Abstract

When two different vertebrate embryonic tissues are dissociated into individual cells, which are then recombined into mixed aggregates, the differing cells sort out within the aggregates to form a characteristic structure. The kinetics of cell sorting closely resembles the kinetics of breaking of an unstable emulsion of two immiscible liquids. We investigate the consequences of the postulate that cell rearrangement in such a system is driven by the tension at the interfaces between the two cell populations and resisted by “tissue viscosities”, the latter being a newly recognized parameter of cell sorting. Using preliminary experimental data on cell population interfacial tensions and on the time for fusion of two identical spherical aggregates, the viscous liquid model leads to estimates for tissue viscosities in the range of 0.4 × 10 6 to 0.7 × 10 8 poise. Also, using two other independent sets of data, one on the time for breaking of a roughly cylindrical cell aggregate into a few clusters, and the other on the time for the rounding-up of an approximately ellipsoidal tissue mass into a roughly spherical mass, tissue viscosities are again estimated to be in the range of 10 6 to 1.5 × 10 8 poise.
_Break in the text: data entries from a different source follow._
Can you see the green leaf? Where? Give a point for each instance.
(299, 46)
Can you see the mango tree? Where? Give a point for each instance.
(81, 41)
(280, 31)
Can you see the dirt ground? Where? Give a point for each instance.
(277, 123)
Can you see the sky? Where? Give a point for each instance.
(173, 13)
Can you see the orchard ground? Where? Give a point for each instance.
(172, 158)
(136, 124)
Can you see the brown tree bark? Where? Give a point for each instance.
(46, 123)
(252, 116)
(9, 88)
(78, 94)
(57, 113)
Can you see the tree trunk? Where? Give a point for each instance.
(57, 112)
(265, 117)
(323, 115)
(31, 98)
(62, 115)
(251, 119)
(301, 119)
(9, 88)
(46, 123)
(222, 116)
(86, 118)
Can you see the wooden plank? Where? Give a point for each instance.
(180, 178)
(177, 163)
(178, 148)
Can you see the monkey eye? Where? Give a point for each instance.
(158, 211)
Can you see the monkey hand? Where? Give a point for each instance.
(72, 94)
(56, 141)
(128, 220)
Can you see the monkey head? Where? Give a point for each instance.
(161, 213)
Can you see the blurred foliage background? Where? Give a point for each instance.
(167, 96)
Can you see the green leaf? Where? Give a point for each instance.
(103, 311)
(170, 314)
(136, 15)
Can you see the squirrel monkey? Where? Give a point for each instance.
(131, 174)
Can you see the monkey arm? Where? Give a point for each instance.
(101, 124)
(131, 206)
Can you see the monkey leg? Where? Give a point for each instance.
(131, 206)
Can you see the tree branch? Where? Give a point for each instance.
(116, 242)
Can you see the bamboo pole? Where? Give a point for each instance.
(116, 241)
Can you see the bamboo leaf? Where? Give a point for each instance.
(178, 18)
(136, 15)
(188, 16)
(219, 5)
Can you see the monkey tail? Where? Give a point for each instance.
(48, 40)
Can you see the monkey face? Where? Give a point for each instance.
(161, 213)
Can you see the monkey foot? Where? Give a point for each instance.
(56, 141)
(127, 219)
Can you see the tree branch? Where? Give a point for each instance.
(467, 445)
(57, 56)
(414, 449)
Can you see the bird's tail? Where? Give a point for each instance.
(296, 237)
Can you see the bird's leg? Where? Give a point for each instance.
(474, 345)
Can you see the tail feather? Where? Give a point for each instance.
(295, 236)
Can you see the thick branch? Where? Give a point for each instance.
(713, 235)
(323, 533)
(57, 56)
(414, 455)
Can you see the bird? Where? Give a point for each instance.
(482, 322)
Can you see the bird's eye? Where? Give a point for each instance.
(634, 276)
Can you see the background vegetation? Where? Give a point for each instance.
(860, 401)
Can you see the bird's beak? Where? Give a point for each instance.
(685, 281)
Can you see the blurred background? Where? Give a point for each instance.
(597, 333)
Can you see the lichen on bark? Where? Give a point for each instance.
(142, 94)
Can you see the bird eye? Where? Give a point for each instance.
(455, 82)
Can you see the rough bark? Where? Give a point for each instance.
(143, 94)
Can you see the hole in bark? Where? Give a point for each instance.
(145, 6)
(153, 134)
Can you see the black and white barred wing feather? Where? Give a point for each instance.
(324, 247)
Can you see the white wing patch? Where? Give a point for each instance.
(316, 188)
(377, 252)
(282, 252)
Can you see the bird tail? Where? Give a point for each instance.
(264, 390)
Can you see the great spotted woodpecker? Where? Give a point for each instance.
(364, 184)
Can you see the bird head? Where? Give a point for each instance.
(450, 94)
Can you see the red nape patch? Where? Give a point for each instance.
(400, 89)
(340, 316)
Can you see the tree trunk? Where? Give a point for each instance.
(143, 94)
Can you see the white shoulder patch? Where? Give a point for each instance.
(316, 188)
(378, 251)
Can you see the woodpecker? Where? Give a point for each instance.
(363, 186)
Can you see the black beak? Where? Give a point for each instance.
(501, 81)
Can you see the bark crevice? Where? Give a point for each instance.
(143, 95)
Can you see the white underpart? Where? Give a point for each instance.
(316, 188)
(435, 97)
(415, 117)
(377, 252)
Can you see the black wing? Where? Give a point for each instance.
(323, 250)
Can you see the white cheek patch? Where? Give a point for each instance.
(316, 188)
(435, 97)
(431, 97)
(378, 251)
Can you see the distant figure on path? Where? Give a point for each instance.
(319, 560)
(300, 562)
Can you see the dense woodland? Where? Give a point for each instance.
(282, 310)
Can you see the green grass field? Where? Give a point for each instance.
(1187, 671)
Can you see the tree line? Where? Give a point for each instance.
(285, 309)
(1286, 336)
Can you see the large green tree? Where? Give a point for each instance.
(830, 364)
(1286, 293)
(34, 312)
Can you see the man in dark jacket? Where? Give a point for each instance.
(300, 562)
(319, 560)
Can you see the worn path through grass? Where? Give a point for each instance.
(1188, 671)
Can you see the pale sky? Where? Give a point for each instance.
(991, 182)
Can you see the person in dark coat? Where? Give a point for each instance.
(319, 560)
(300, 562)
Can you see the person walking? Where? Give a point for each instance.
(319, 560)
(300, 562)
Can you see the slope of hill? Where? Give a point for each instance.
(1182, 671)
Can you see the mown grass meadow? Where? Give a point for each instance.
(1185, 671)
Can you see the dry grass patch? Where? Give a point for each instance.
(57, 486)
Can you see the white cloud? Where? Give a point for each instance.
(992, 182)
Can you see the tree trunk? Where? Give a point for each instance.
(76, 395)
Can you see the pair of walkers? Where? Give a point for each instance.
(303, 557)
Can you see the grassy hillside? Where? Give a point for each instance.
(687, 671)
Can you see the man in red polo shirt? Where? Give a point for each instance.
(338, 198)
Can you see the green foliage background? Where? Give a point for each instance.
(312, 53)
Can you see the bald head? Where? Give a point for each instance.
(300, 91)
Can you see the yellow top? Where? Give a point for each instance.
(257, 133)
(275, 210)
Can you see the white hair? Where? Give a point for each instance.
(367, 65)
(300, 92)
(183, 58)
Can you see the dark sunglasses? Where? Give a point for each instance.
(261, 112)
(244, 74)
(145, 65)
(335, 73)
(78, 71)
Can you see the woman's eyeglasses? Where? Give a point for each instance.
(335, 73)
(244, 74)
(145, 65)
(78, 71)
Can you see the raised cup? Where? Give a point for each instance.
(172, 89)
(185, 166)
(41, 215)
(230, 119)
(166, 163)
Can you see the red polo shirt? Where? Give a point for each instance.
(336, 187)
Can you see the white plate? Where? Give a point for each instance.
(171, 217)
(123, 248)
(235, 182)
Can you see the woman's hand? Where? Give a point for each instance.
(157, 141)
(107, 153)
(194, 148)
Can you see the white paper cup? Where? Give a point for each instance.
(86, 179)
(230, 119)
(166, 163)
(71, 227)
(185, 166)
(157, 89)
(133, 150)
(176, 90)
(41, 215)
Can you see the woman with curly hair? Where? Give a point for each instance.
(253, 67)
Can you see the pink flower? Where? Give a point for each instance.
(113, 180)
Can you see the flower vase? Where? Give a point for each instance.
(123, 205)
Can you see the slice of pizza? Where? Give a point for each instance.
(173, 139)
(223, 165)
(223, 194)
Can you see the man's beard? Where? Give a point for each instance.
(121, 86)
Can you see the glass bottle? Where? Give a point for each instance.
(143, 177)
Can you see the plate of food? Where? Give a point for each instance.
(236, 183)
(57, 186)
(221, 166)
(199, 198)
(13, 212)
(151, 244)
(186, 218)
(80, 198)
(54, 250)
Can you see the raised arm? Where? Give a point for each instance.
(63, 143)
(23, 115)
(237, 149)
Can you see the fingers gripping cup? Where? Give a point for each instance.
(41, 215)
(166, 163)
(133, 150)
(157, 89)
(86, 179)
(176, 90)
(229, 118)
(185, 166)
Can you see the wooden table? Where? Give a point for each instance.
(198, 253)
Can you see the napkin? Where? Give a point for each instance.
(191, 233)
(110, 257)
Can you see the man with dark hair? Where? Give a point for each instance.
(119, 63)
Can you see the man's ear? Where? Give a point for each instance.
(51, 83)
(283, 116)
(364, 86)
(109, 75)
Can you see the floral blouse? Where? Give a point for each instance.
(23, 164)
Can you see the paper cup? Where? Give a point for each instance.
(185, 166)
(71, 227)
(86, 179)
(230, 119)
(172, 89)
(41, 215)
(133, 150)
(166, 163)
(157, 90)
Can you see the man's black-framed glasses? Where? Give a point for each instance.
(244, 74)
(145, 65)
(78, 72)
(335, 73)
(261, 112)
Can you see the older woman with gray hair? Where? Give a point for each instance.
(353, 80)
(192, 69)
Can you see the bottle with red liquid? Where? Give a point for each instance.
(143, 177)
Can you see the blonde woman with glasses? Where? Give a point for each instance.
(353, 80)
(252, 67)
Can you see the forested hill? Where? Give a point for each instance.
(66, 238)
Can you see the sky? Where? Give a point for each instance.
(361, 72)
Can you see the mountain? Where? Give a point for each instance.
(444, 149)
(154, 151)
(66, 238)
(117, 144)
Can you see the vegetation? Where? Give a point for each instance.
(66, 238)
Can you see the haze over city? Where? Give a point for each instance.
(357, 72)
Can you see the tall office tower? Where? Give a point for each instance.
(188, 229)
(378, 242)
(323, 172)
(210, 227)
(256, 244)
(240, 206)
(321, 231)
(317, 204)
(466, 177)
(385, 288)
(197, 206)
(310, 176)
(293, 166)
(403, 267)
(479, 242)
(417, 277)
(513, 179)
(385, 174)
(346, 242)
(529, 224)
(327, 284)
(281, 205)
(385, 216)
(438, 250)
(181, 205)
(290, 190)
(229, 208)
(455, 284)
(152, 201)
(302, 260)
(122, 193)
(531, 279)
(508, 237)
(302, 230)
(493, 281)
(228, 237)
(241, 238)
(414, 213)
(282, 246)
In attempting to find a possible basis for such high effective viscosities, we propose that: (i) tissue viscosities would most likely result from sliding friction between the cell membranes; (ii) the cell membranes would have to possess protrusions of molecular or macromolecular dimensions; and (iii) the ratio of the surface tension to the logarithm of viscosity should, if this model is correct, be approximately constant, independent of the tissue.